Methane Storage: Molecular Mechanisms Underlying Room-Temperature Adsorption in Zn4O(BDC)3 (MOF-5)
- Author(s): Tsivion, E
- Head-Gordon, M
- et al.
Published Web Locationhttps://doi.org/10.1021/acs.jpcc.7b04246
© 2017 American Chemical Society. In this paper we study how the methane adsorption properties of the ionic MOF-5 are derived from the local structure of its coordinated metal-cluster. Density functional theory is used to study the adsorption process and identify the key interactions which drive it at ambient temperatures. A detailed adsorption model which represents the adsorption process is derived and used to extract thermodynamic properties from previously reported adsorption isotherms.

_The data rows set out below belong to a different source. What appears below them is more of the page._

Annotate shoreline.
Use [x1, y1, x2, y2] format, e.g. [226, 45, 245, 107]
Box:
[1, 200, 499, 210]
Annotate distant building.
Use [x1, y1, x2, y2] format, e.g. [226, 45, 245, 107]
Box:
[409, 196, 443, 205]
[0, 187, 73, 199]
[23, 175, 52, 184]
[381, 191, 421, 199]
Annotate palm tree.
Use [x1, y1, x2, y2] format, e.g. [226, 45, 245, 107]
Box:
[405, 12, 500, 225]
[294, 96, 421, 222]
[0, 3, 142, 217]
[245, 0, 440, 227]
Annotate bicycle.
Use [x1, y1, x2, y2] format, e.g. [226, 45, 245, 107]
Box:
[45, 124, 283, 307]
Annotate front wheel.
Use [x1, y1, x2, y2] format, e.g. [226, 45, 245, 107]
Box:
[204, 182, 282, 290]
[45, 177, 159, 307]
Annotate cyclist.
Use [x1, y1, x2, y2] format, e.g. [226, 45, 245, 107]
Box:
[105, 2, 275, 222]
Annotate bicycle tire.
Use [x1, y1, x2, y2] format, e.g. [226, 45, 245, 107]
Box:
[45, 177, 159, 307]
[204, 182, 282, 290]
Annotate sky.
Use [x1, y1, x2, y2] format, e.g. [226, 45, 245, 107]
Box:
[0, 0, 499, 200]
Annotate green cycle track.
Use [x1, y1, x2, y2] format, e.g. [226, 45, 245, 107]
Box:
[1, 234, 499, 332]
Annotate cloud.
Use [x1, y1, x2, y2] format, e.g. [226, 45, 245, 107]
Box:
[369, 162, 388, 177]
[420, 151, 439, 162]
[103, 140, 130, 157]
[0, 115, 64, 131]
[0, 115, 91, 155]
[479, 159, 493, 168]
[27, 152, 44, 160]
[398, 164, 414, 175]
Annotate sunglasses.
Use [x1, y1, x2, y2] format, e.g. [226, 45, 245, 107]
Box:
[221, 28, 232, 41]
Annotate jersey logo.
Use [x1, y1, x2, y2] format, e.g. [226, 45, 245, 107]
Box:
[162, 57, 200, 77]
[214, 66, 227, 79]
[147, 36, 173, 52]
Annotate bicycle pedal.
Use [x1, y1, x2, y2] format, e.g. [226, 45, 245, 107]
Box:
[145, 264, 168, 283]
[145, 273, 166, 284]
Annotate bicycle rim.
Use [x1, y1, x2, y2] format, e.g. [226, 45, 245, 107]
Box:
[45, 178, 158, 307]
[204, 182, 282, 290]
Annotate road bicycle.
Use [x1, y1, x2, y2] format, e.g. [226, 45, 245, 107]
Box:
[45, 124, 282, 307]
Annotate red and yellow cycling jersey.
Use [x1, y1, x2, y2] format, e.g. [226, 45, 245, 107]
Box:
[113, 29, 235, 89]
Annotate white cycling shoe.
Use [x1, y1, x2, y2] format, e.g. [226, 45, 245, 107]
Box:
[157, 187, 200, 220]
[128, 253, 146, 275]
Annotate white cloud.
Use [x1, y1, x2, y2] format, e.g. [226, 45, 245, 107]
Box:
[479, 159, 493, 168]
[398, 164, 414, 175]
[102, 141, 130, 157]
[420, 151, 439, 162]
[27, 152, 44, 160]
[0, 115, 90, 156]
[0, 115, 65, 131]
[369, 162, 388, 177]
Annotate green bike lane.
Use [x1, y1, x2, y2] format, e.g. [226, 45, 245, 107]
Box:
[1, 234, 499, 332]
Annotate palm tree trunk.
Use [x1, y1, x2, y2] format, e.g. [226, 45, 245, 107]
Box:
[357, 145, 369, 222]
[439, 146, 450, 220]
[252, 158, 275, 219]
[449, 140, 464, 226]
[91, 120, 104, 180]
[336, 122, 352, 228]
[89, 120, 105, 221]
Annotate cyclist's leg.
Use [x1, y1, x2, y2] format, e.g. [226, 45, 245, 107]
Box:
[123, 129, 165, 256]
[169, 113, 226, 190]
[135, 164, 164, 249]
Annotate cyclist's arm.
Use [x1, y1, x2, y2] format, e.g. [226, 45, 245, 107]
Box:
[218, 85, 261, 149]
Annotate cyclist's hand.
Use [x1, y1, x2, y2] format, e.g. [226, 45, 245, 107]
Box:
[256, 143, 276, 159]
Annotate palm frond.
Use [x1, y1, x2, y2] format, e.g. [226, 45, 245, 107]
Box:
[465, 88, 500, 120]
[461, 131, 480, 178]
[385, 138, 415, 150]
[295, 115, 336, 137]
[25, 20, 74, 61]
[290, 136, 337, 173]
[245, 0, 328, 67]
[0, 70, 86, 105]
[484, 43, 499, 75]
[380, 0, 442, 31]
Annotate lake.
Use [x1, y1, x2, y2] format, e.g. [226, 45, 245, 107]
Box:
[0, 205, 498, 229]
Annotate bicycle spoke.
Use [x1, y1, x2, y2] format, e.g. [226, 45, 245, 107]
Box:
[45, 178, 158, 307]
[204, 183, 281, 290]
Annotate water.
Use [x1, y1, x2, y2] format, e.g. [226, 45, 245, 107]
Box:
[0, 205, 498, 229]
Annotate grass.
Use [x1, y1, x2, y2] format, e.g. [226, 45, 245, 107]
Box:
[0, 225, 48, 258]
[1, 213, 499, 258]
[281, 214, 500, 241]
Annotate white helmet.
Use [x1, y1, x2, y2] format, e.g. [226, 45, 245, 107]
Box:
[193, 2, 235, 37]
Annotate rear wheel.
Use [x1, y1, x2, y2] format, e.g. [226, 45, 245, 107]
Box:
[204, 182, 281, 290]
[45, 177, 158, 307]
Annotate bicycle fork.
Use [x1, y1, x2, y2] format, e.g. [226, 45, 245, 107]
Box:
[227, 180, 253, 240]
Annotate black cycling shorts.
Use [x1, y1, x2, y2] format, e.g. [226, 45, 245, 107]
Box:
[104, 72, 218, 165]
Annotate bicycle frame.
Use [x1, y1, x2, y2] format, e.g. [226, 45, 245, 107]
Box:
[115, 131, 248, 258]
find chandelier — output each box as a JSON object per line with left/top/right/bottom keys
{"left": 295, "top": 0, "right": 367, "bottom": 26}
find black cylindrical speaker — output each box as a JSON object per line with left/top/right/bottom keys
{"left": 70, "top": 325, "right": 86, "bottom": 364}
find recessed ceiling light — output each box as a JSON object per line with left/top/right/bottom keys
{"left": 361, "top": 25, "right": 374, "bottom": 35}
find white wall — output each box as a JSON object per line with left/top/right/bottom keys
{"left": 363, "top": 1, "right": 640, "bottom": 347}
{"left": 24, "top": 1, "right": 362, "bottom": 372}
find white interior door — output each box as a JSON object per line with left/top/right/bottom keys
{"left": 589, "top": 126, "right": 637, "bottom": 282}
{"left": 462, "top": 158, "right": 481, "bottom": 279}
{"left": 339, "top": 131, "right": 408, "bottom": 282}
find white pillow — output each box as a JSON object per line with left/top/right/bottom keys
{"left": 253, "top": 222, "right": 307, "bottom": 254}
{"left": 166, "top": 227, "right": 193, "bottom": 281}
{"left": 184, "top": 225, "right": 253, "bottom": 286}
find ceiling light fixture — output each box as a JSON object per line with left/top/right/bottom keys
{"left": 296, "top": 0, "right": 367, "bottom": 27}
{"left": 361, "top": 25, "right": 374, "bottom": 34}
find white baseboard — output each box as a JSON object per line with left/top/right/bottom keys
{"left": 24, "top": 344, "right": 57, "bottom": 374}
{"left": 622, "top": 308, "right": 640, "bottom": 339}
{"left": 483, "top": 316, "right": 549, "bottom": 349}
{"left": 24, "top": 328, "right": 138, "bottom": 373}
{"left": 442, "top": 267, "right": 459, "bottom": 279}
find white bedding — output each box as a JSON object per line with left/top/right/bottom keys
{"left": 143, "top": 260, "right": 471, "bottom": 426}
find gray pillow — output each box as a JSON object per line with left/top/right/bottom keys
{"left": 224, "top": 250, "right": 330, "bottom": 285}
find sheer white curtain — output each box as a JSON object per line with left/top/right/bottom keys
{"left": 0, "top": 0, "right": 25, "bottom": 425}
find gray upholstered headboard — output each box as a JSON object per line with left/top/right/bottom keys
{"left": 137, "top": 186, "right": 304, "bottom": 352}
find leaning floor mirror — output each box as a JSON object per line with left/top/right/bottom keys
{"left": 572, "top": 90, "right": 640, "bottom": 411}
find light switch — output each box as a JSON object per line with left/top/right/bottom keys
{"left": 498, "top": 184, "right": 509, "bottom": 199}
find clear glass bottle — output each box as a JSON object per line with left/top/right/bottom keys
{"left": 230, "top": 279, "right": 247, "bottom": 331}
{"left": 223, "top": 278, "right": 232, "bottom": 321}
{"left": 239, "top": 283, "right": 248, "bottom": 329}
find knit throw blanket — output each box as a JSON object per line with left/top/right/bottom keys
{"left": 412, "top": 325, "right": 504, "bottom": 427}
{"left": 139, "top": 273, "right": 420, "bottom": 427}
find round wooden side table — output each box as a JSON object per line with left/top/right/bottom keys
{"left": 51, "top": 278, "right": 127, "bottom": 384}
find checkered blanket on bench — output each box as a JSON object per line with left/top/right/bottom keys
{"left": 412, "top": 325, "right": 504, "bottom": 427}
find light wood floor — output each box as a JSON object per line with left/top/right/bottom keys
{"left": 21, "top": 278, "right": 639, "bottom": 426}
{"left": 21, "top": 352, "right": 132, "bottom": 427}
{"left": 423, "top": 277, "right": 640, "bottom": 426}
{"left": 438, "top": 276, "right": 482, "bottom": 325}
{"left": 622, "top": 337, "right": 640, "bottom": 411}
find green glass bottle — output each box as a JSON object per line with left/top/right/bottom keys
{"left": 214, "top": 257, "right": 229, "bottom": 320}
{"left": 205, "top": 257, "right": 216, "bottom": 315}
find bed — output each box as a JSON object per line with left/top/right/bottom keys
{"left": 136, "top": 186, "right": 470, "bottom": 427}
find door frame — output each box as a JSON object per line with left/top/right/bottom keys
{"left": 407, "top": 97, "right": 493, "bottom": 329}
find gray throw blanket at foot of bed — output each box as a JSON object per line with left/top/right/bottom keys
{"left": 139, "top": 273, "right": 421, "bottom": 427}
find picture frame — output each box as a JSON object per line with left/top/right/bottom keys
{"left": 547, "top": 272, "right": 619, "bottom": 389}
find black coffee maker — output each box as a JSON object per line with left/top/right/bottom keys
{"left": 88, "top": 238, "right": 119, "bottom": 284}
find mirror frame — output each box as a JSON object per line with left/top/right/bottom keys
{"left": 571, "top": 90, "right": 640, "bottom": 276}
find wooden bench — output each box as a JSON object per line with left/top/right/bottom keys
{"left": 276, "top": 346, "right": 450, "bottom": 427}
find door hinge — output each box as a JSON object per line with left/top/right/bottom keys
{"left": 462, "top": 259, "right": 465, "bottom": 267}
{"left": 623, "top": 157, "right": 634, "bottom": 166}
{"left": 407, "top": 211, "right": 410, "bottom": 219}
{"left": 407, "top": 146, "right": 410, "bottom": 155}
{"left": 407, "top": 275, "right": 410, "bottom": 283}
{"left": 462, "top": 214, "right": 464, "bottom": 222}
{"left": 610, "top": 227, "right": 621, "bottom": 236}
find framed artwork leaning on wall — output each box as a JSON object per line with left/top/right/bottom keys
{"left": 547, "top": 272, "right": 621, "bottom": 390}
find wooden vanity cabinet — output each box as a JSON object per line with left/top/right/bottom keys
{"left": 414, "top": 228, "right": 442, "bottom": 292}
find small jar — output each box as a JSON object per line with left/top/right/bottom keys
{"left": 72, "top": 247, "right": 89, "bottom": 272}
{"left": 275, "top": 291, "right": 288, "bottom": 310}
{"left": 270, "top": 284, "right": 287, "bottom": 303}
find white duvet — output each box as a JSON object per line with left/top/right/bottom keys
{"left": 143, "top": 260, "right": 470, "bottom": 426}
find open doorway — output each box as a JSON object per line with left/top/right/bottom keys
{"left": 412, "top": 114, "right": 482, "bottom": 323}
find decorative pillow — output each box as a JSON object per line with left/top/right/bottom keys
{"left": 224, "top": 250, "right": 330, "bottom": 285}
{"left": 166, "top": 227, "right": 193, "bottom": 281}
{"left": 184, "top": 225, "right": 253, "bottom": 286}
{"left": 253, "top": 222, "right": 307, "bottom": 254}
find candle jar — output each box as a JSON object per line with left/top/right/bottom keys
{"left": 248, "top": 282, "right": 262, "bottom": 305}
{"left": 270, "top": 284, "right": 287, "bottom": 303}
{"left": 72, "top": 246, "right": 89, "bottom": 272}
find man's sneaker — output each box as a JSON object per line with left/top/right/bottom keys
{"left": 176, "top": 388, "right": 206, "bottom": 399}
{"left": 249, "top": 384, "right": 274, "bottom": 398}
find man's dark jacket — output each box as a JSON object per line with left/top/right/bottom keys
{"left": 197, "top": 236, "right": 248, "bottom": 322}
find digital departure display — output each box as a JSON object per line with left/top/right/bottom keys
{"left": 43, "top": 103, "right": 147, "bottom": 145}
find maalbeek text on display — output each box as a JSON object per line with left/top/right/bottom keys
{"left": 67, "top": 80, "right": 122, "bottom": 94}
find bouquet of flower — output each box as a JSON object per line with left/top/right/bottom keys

We find that after adsorption of a single molecule to the face of the metal cluster, a nanostructured surface is formed which enables adsorption of additional CH4 molecules at reduced entropic penalty thanks to on-surface hopping motions and retention of significant translational freedom. Binding of the CH4 molecules to the MOF is dominated by electrostatic interactions with negatively charged carboxylate groups, while CH4-CH4 dispersion interactions are important only at high pressures. Last, the MOF-specific adsorption model is compared against the single-site Langmuir model. (Graph Presented).